Also referred to as sustainable, responsible and impact investing, this approach seeks more than just a monetary return on investment; it promotes investment in companies that take a proactive stance on environmental, social and corporate governance issues. This includes companies in the following types of industries:

  • Clean technology
  • Green building construction
  • Sustainable agriculture
  • Water conservation

In addition, SRI extends to companies in other industries that employ strict operational practices with regard to diversity, transparency, workplace benefits and/or safety.

Today in the United States, more than 20 percent of professionally managed money is invested in SRI strategies. In recent years, this charge has been driven largely by members of the millennial generation, which has been quick to identify long-overlooked issues that are beginning to have a direct effect on their own lives and careers.

A new survey revealed that nearly 50 percent of recent graduates from the Wharton School of Business who went on to start their own businesses have implemented various forms of social benefit as part of their business model.

Socially Responsible Yardstick

To identify socially responsible companies, the industry has developed guidelines for various Environmental, Social and Governance (ESG) Criteria. For example, if an investor is focused on environmental concerns, he would review a company’s policies for energy use, waste, pollution, natural resource conservation and animal treatment. It is also prudent to evaluate how various environmental risks could impact the company’s revenues and explore the strategies the company uses to mitigate those risks.

For an investor with more societal concerns, it is important to investigate the business relationships of each prospective company. For example, what types of companies comprise its supply chain, and do those companies possess the same values? Find out if the company donates any of its profits to certain causes or the local community, and does it encourage employees to engage in volunteer work? Also investigate whether or not the company itself values its employee’s health and well-being with regard to workplace conditions, health insurance and other benefits, and competitive wages. Does it make a special effort to hire less-attractive job candidates, such as ex-convicts, people with disabilities or immigrants? And finally, the marketing of the product or service it provides may offer societal benefits. For example, perhaps it is priced for low-income accessibility.

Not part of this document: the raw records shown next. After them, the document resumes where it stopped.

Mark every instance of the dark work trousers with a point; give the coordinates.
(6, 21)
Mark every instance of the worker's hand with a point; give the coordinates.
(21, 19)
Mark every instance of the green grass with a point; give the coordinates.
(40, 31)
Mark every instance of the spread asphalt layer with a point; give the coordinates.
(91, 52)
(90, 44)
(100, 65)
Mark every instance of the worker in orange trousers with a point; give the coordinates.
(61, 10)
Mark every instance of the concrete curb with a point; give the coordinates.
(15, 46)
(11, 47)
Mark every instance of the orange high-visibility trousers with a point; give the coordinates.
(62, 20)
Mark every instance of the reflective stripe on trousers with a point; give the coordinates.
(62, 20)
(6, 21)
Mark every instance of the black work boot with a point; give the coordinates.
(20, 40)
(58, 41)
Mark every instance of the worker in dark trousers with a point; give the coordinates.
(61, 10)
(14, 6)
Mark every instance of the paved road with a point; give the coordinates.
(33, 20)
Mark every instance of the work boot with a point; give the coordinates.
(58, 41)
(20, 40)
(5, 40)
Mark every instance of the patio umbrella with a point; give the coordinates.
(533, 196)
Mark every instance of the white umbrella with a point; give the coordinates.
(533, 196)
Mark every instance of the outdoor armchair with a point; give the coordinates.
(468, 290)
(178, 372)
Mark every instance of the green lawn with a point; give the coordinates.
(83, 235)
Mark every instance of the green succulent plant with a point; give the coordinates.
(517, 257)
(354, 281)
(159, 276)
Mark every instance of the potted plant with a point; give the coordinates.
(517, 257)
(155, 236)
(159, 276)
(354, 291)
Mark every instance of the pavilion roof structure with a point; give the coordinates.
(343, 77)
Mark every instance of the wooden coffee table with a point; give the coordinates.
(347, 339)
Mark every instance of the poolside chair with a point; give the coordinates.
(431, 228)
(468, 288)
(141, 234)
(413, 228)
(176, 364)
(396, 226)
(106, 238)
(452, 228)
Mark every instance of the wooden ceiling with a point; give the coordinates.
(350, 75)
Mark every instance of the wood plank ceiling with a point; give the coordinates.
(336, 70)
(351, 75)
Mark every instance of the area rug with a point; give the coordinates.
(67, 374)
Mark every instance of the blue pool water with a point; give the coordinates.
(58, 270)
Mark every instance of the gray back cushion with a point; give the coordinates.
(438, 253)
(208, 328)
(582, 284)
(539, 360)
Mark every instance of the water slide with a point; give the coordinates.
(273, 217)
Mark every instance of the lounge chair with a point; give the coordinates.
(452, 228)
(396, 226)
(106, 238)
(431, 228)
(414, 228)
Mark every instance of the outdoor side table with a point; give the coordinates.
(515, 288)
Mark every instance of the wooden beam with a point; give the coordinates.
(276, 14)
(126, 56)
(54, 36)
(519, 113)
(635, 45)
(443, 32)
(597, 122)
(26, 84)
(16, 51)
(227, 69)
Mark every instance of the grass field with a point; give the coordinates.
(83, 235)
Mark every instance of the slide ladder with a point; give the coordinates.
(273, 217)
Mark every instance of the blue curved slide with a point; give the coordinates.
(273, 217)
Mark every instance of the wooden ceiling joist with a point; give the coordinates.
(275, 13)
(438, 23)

Governance is relatively easy to gauge because it will be evident if the company practices transparency and accessibility with regard to accounting methodologies. Inquire as to what types of issues common stockholders are permitted to vote on, and research members of the board of directors to see if any have potential conflicts of interest. And finally, find out if the company uses political contributions to lobby for favorable treatment.

SRI Vehicles

The sustainable and responsible investment approach spans a variety of products and asset classes, including stocks, fixed income, private equity, venture capital and real estate. Fortunately, for investors who want to be socially responsible but do not want to have to conduct due diligence on every investment, there are SRI mutual funds that do the work for them. Presently, there are more than 200 SRI funds available to investors. To learn more about investment options, check out the Forum for Sustainable and Responsible Investment (ussif.org).

Performance

Another advantage to socially responsible investing is that performance is not generally sacrificed to meet SRI goals. Over the past one-year, three-year, five-year and 10-year timeframes, the KLD 400 Social Index has kept pace with the MSCI USA Investable Market Index. Over the past 10 years, research has shown no negative correlation between a company adopting a socially responsible management approach and its stock performance.

With no notable difference in performance emanating from SRI standards, it is easy to imagine these companies will attract more investors moving forward. We could even reach a point where not adapting a socially responsible corporate strategy could actually become a deterrent for investors. But for now, SRI is enjoying a healthy growth rate with a more than 33 percent increase from 2014 to 2016.